HMRC have published draft guidance on the tax and national insurance (NI) position on journeys home from work and are inviting comments over the next five weeks.
Ordinary commuting journeys between a permanent workplace and home are private journeys for tax and NI purposes. This means that where the cost of that journey is met by an employer it is treated as a benefit in kind and a subsequent charge to tax and NICs will arise.
There are circumstances however, when an employee’s journey home from work late at night, paid for by their employer may be exempt from a tax and NICs charge. The draft guidance published by HMRC aims to clarify what those circumstances are and explains how to apply the criteria, which must be applied on each occasion, to decide whether or not the journey is exempt from tax and NICs.
For example, where an employee is provided with a taxi paid for by his employer for a journey from work to home, the benefit will be exempt from charge under ITEPA 2003, s. 248, as long as:
- all the late working conditions are satisfied (see below); and
- the number of occasions in the tax year on which a taxi is provided is no more than 60.
For the exemption to apply, both these conditions must be satisfied on each occasion that an employee is provided with a taxi for a journey from work to home.

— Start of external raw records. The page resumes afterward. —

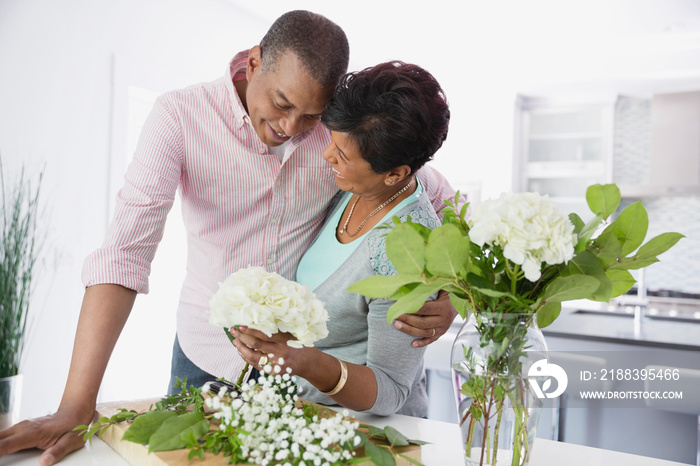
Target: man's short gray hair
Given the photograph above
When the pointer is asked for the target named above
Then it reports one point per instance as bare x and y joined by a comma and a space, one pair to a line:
319, 43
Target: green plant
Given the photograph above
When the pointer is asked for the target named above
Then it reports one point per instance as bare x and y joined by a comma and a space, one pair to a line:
513, 260
18, 257
261, 422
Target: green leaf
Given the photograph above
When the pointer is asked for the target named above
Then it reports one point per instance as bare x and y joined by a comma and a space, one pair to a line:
406, 249
621, 281
586, 263
571, 287
633, 263
607, 247
414, 300
409, 459
603, 200
396, 438
379, 455
447, 251
658, 245
460, 304
484, 286
170, 435
631, 227
548, 313
376, 433
379, 286
144, 426
577, 222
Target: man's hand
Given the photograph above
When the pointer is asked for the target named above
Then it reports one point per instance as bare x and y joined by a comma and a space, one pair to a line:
53, 434
430, 322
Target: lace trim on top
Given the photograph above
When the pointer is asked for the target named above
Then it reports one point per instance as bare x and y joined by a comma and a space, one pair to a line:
378, 258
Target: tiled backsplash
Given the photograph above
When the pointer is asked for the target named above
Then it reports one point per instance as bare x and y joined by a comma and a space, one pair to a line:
679, 268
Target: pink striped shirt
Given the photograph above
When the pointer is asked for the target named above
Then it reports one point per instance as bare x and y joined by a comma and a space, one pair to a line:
241, 205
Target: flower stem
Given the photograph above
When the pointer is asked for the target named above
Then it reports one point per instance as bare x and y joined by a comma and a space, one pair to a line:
231, 338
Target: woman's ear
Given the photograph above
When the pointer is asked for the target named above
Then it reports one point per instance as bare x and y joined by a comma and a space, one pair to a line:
398, 174
254, 62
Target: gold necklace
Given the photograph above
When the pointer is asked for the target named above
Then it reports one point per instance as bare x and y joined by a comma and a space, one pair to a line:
352, 209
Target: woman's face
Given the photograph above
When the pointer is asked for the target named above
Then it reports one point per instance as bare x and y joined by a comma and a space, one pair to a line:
352, 172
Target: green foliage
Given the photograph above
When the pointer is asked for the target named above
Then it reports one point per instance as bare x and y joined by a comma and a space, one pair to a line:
18, 256
481, 279
181, 421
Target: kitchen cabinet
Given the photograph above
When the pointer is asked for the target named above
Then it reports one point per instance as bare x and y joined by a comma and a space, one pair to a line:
562, 147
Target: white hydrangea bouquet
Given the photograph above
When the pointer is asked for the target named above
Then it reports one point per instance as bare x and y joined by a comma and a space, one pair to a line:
261, 421
508, 265
270, 303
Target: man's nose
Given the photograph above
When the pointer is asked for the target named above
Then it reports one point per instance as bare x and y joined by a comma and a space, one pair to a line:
291, 125
327, 154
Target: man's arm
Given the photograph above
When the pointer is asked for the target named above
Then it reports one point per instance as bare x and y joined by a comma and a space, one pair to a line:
104, 311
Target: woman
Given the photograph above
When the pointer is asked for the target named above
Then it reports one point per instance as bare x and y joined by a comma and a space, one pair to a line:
386, 122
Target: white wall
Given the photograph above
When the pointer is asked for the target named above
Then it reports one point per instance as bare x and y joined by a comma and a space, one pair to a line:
64, 65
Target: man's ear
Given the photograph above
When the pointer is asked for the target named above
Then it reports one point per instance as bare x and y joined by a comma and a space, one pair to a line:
254, 62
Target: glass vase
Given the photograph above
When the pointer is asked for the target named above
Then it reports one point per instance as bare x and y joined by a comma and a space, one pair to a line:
10, 394
498, 410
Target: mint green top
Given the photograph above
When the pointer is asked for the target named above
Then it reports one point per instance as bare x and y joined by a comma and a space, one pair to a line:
327, 254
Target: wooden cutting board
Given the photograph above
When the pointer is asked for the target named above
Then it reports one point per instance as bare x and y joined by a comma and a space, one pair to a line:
137, 455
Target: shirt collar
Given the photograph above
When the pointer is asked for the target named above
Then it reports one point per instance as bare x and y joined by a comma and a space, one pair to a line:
237, 66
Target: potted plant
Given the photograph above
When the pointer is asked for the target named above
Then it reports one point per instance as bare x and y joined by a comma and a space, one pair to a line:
18, 257
508, 266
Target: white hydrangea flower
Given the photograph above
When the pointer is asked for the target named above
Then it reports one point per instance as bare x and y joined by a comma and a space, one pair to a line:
270, 303
529, 227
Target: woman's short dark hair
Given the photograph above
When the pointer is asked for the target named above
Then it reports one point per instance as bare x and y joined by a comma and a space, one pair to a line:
319, 43
396, 113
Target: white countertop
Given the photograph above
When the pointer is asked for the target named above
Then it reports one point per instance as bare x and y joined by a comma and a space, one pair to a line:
444, 448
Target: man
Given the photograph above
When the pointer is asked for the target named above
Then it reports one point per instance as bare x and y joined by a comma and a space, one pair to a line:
245, 153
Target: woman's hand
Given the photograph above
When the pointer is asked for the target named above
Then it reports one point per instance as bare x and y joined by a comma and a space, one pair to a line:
256, 348
54, 434
430, 322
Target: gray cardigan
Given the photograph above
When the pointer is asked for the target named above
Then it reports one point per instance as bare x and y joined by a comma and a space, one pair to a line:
359, 332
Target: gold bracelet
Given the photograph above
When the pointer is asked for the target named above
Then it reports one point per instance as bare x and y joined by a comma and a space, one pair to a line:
341, 382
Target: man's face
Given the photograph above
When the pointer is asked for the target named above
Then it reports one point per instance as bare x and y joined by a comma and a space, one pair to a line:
282, 102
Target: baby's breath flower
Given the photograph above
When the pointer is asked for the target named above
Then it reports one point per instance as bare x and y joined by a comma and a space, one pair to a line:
271, 430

It is sometimes suggested that the exemption applies to the first 60 occasions in a year when a taxi is provided, regardless of the circumstances relating to the taxi being provided. This is not correct. ITEPA 2003, s. 248 is not an annual allowance - it provides an exemption from the income tax charge that would otherwise arise on the provision of a taxi home. It applies only when the late working conditions mentioned above are satisfied. The figure of 60 merely puts a ceiling on the number of journeys that qualify even where all the late working conditions are satisfied.
An employee may be provided with a taxi from work to home on average once a month, or once a week, but even though the total number of taxi journeys in the year is fewer than 60, the exemption in section 248 does not apply, unless all the late night working conditions are also met on each occasion as well.
There are three separate late night working conditions, which are as follows:
- the employee is required to work later than usual and until at least 9pm;
- this occurs irregularly; and
- by the time the employee ceases work either public transport has ceased, or it would not be reasonable to expect the employee to use public transport.